The stewardess knocked. “Would I come into the nursery?” (as we called our children’s cabin), “the children absolutely refused to be dressed.” I threw on a dressing-gown and crossed the narrow passage. My two elder babies were crowding each other from the port-hole, and the four-month-old bairn was kicking and clutching at the kind hands that were trying to dress her. Outside, beneath the port-hole, was a small native boat. It was full of fruit which the natives were reaching up to my eager-handed children. Another boat, laden with shells, was trying to push the fruit boat away. A dozen other boats were crowded about these two, and fifty Cingalese were crying—“Buy, buy, buy!” I threw out a bit of silver in payment for the bananas and oranges my infants were devouring. I took a firm clutch of their night gowns and pulled them down. The stewardess closed the port-hole, and we three women gradually persuaded the three babies into their different costumes. The children were taken on deck, where their father was. I went back to my cabin to dress. A Cingalese man had his head thrust well inside my port-hole. His fine aquiline features were covered-with a rich brown skin. His long black hair was twisted into a small but prominent knob at the back of his square head. In the knob was thrust eight inches of convex tortoise-shell, which in the bright sunshine of the early morning sparkled like a queen’s coronet.
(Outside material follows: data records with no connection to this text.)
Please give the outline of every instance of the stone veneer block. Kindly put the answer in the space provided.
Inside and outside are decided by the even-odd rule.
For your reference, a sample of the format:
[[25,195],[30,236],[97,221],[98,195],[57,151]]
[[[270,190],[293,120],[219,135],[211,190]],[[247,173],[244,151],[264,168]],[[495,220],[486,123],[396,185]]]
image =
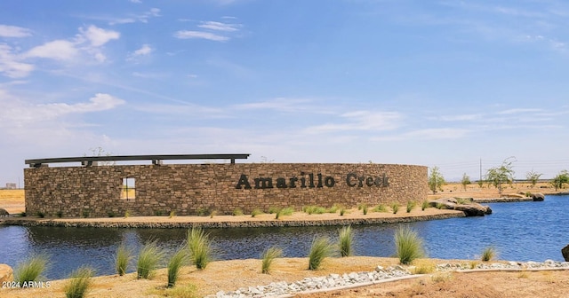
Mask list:
[[[429,192],[427,175],[424,166],[359,163],[112,165],[24,169],[27,214],[41,212],[56,216],[60,213],[64,217],[107,217],[111,214],[123,216],[127,211],[131,216],[167,216],[170,211],[188,216],[201,210],[231,214],[236,208],[249,213],[254,208],[266,211],[271,207],[300,209],[308,205],[328,208],[341,204],[351,208],[361,203],[373,206],[395,201],[420,202]],[[125,178],[135,183],[135,198],[128,200],[121,199]],[[256,178],[261,179],[256,184]],[[269,181],[272,188],[268,187]]]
“Salaam, beautiful English lady!” he cried before my astonishment had let me speak; “I bring you many beautiful silk—much beautiful sapphire, pearls, not white as your neck, but white as the neck of another.” He threw a square foot of morocco at my naked feet. I picked it up to throw it back, but it opened and I held it a moment. I had seen the Mediterranean when it was good-humoured, and the sky in Italy. I never saw blue until I looked into that leather casket of rings. Oh! those sapphires, cunningly relieved here and there by a glinting cat’s-eye, or a gleaming pearl!

“Go away,” I said, handing up the box, “I’m not dressed.”

“Beautiful English lady, buy,” he replied, ignoring his gems. I glanced into the diminutive P. and O. mirror. My nose was sunburnt; my hair was in curl papers. I have seen uglier women, but not many. That naturally annoyed me.

“Take your rubbish away,” I said sharply. “I don’t want. I’ve no money.”

The first statement was untrue. I did want them. Only a blind woman could look on Ceylon sapphires without longing to wear them. With the poetic sense peculiar to the East, it was my last and true statement that he disregarded.

“Lady take one ring, two ring, six ring. I come hotel get money.”

“I’m going to London,” I said, lying glibly. I was anxious to get on deck. I wanted to dress.

“Lady send me money from London. I trust. No English sir, no English madame, cheat poor native man.”

I have heard English honour upheld in Westminster. I have heard it praised directly and indirectly by almost all the peoples in Europe and in America. But, to me, this was the establishment of English honour. And it was so all over the East. I was not an Englishwoman, but I was the next best thing, the wife of an Englishman, and I could buy on credit half the curios in the East, if I wished.